Question

If R and S are transitive relations on a set A, then prove \[R\cup S\] may not be a transitive relation on A.

Answer 1

Hint: In a reflexive relation, for every \[a\in A,\left( a,a \right)\in R\]. A relation is a symmetric relation R on a set A if \[\left( a,b \right)\in R\] then \[\left( b,a \right)\in R\], for all \[a,b\in A\]. A relation is a transitive relation if \[\left( a,b \right)\in R\], \[\left( b,c \right)\in R\], then \[\left( a,c \right)\in R\] for all \[a,b,c\in A\]. If a relation is reflexive, symmetric and transitive then the relation is said to be equivalence relation. Let us assume a set \[A=\left\{ a,b,c \right\}\]. Now let us assume \[R=\left\{ \left( a,a \right),\left( a,b \right),\left( b,a \right),\left( b,b \right) \right\}\] and \[S=\left\{ \left( b,b \right),\left( b,c \right),\left( c,b \right),\left( c,c \right) \right\}\] because we know that both R and S are transitive. Now let us find \[R\cup S\]. Now from the definition of transitive relation, we can find whether \[R\cup S\]is transitive or not.

Complete step-by-step answer:
Before solving the question, we should know that a relation between two sets is a collection of ordered pairs containing one object from each set. If the object x is from the first set and the object y is from the second set, then the objects are said to be related if the ordered pair \[\left( x,y \right)\] is in the relation. Here the values of x are said to be the domain of the function and the values of y represent the range of the function.
REFLEXIVE RELATION:
A relation is a reflexive relation if every element of set A maps to itself. In a reflexive relation, for every \[a\in A,\left( a,a \right)\in R\].
SYMMETRIC RELATION:
A relation is a symmetric relation R on a set A if \[\left( a,b \right)\in R\] then \[\left( b,a \right)\in R\], for all \[a,b\in A\].
TRANSITIVE RELATION:
A relation is a transitive relation if \[\left( a,b \right)\in R\], \[\left( b,c \right)\in R\], then \[\left( a,c \right)\in R\]for all \[a,b,c\in A\].
EQUIVALENCE RELATION:
If a relation is reflexive, symmetric and transitive then the relation is said to be equivalence relation.
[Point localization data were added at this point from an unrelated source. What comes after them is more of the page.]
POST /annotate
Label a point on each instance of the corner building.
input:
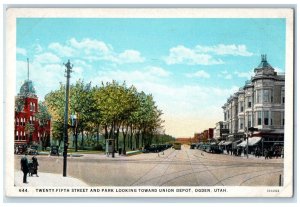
(260, 104)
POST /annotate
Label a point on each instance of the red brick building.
(28, 129)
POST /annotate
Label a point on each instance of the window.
(266, 118)
(259, 118)
(17, 135)
(282, 96)
(249, 120)
(266, 96)
(249, 102)
(241, 123)
(282, 118)
(258, 96)
(241, 106)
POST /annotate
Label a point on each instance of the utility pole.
(68, 71)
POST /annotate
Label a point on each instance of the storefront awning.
(221, 143)
(227, 143)
(251, 142)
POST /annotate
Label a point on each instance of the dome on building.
(264, 63)
(27, 89)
Let us assume a set \[A=\left\{ a,b,c \right\}\].
Now let us assume \[R=\left\{ \left( a,a \right),\left( a,b \right),\left( b,a \right),\left( b,b \right) \right\}\] and \[S=\left\{ \left( b,b \right),\left( b,c \right),\left( c,b \right),\left( c,c \right) \right\}\] because we know that both R and S are transitive.
\[R\cup S=\left\{ \left( a,a \right),\left( a,b \right),\left( b,a \right),\left( b,b \right),\left( b,b \right),\left( b,c \right),\left( c,b \right),\left( c,c \right) \right\}\]
From the definition of transitive relation, we can say that \[\left( a,b \right)\] belongs to \[R\cup S\], \[\left( b,c \right)\] belongs to \[R\cup S\] but \[\left( a,c \right)\] does not belongs to \[R\cup S\].
So, we can prove that \[R\cup S\] may not be a transitive.
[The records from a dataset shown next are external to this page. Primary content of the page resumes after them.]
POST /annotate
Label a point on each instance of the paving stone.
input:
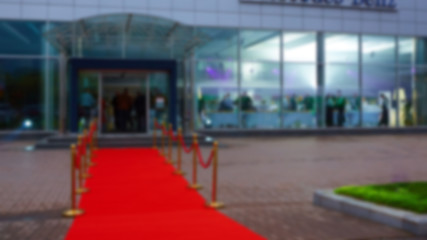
(266, 184)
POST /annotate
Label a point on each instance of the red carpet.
(134, 195)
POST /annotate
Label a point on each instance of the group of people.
(123, 104)
(340, 104)
(336, 106)
(246, 104)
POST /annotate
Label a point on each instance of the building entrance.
(124, 102)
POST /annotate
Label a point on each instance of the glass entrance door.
(124, 103)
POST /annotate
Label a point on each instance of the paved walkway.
(267, 185)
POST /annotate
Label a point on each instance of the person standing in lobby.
(87, 102)
(115, 104)
(340, 104)
(384, 111)
(140, 105)
(124, 106)
(330, 105)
Note: Students should have a clear view about the concept of reflexive, symmetric and transitive relations. If a small misconception is there, then students cannot solve this problem. So, this misconception should be avoided. Students should also be able to roster the form of a set in a correct manner. If one cannot write the roster form is written incorrectly, then we cannot get the correct answer.